Harman believes it will be critical for whomever represents the 36th Congressional District to continue supporting the “30-10” plan that she strongly advocated for, as well as resident concerns regarding Los Angeles International Airport and Santa Monica Airport.
The idea behind the “30-10” transportation initiative is to use the long-term revenue from Measure R sales tax as collateral for long-term bonds and a federal loan which will allow Metro to build 12 key mass transit projects in 10 years instead of 30.
“It’s huge,” Harman said. “I’ve talked about this with Mayor Antonio Villaraigosa and we’ve talked about how to hand off (the ‘30-10′ transit project) to my successor. He’s getting real traction in Washington on this.”
Harman noted that with Republicans in charge of the House, transit funding could be greatly reduced.

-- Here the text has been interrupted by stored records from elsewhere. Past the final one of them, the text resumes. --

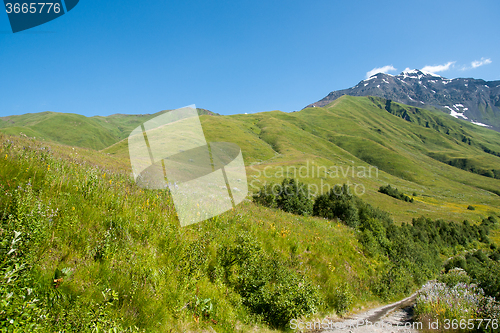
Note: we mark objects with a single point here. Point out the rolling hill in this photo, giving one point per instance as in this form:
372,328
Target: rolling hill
76,130
446,163
103,253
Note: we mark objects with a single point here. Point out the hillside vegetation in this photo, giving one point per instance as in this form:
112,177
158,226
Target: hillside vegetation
85,249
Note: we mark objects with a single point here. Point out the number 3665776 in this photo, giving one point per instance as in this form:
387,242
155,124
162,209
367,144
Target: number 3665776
33,8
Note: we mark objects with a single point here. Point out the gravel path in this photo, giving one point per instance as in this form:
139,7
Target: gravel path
395,317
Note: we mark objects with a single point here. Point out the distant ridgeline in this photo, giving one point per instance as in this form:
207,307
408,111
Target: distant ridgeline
411,249
472,100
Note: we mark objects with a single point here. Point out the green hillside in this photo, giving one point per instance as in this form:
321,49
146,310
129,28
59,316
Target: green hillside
411,147
85,249
77,130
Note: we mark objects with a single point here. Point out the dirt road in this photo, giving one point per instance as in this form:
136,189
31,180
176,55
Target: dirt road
395,317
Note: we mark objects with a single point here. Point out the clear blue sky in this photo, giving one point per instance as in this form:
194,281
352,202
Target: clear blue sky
107,57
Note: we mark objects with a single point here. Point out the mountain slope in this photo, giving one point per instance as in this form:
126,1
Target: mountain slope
447,163
77,130
416,150
476,101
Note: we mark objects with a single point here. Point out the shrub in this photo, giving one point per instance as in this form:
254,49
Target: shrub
266,284
294,198
290,196
340,203
342,299
454,277
393,192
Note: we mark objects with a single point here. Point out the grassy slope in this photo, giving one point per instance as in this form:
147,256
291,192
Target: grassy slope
150,242
77,130
357,132
113,235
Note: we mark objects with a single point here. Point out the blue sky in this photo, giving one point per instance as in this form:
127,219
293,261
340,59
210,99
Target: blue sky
107,57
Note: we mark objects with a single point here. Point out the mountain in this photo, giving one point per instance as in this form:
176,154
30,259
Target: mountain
473,100
447,162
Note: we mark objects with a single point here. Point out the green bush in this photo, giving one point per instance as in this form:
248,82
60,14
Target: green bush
290,196
454,276
393,192
342,299
340,203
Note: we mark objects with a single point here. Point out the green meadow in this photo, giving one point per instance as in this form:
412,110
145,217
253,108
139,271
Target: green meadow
85,249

“Obviously, federal funding across the board is likely to be cut back, at least in the House,” she acknowledged. “But there are options that need to be explored, like public private partnerships.”

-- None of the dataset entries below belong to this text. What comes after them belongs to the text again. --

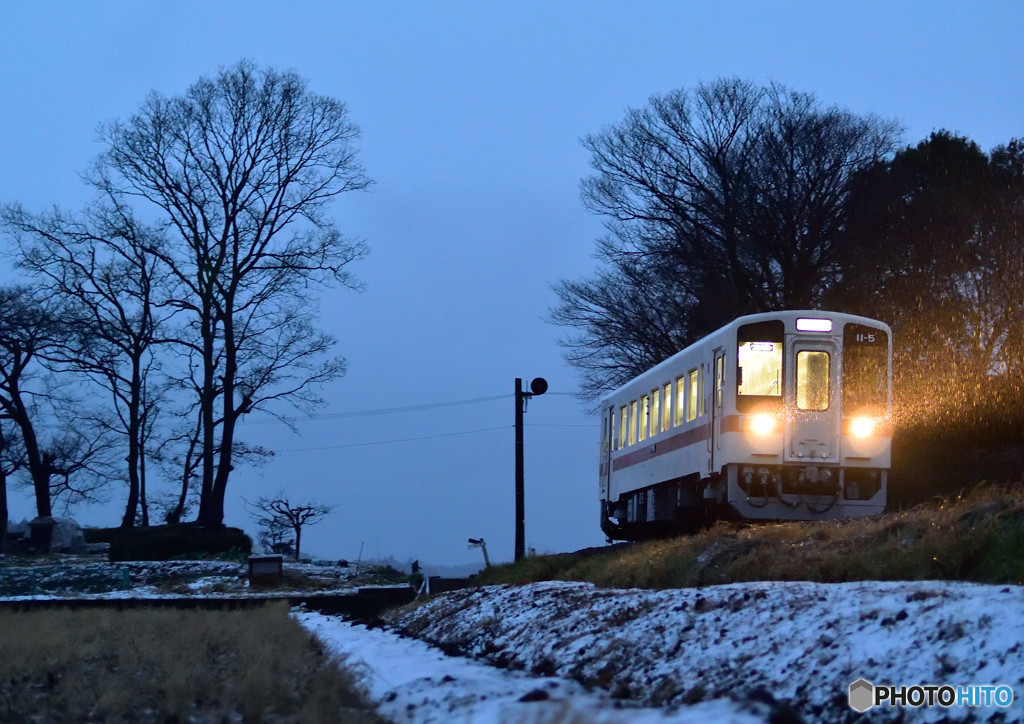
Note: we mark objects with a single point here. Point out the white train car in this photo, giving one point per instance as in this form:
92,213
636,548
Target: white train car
780,416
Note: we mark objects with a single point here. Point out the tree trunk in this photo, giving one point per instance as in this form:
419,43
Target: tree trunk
208,513
134,428
39,464
3,501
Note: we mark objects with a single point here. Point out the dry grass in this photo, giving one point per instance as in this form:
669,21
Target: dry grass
170,666
978,538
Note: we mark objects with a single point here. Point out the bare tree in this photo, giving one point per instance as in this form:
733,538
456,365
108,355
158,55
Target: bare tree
243,167
720,201
117,305
934,244
62,454
278,514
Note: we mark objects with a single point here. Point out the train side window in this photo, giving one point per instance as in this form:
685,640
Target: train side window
813,380
719,379
680,399
701,395
694,395
759,366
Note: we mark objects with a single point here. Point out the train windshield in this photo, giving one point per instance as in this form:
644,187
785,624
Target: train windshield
759,377
865,370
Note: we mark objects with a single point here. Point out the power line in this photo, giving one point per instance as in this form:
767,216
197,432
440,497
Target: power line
399,439
374,413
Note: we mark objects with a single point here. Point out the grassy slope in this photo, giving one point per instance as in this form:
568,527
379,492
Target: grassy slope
166,665
978,538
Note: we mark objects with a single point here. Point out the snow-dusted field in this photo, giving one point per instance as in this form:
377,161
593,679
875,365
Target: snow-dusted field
739,652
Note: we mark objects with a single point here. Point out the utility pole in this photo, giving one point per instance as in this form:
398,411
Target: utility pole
538,386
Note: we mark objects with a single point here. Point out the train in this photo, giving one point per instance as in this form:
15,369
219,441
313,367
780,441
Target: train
776,416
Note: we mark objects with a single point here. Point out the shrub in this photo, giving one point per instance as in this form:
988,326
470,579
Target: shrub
180,541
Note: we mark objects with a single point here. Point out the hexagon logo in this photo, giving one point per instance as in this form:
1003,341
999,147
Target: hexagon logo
861,695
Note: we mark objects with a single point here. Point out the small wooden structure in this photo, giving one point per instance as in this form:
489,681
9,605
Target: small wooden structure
264,569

The congresswoman made clear that she and her husband Sidney will continue to reside in Venice and that she will remain a loyal constituent of the 36th District.
“The Harmans are not going anywhere,” she asserted.

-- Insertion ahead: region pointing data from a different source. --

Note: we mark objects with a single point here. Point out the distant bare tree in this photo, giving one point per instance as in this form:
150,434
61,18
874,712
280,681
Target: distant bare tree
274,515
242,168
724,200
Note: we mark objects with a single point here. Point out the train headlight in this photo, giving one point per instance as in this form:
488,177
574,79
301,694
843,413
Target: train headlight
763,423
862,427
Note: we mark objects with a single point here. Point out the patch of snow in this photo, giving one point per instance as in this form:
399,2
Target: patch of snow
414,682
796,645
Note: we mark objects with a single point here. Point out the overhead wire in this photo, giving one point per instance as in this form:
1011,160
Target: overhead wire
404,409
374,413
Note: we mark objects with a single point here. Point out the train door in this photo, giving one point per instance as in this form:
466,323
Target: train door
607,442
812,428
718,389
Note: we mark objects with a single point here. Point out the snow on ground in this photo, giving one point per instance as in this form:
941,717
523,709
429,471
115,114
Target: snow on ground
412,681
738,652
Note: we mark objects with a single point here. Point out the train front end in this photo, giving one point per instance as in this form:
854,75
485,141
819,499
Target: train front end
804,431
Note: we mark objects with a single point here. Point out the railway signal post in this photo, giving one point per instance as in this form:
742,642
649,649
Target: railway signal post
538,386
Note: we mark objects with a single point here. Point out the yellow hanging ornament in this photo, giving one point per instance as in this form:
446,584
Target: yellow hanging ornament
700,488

Two of her Westside House colleagues have expressed admiration for the former congresswoman in light of her departure.
“This month, the Congress will lose a sharp mind and dedicated public servant,” said Rep. Henry Waxman, who worked with Harman on safety and environmental matters at the Santa Monica Airport.
Rep. Maxine Waters (D-Westchester), whose district includes LAX, spoke of her colleague’s work on the House Committee of Homeland Security and the subcommittee on intelligence, as well as on transportation issues.
“Rep. Jane Harman is recognized for her considerable body of work on national security and foreign policy issues. However, she has been just as diligent on issues that improve the quality of life for her constituents. This includes the work both of us have prioritized to ensure safety at LAX and protect adjacent communities from airport expansion into their neighborhoods,” Waters noted.
“I wish Jane the best in her new role at the Woodrow Wilson International Center for Scholars.”
Harman said that she has no plans to run for public office again.
“My plan is to make the most of this huge opportunity and to watch as others take on the challenges that this present and enormous honor permits,” she said.
The lawmaker, who left her congressional seat in 1998 to run for governor and lost in the primary to Gray Davis, regained her seat in 2000.
Waxman said that Congress and the 36th District will miss Harman’s experience.
“It has been a pleasure to serve in the House of Representatives with Rep. Jane Harman,” he said. “Rep. Harman has always been a strong voice for the issues that matter most to the people of Los Angeles, California, and the nation.”
Harman said she will miss certain things about political office, but she is now looking toward another adventure.
“Life has chapters,” Harman concluded. “I didn’t expect to have a second chapter in Congress when I left in 1998. I didn’t plan to come back, but I was talked into it by (former House Majority Leader) Dick Gephart.
“But I don’t anticipate that happening in the near term. I wish my successor the long career that I’ve had here.”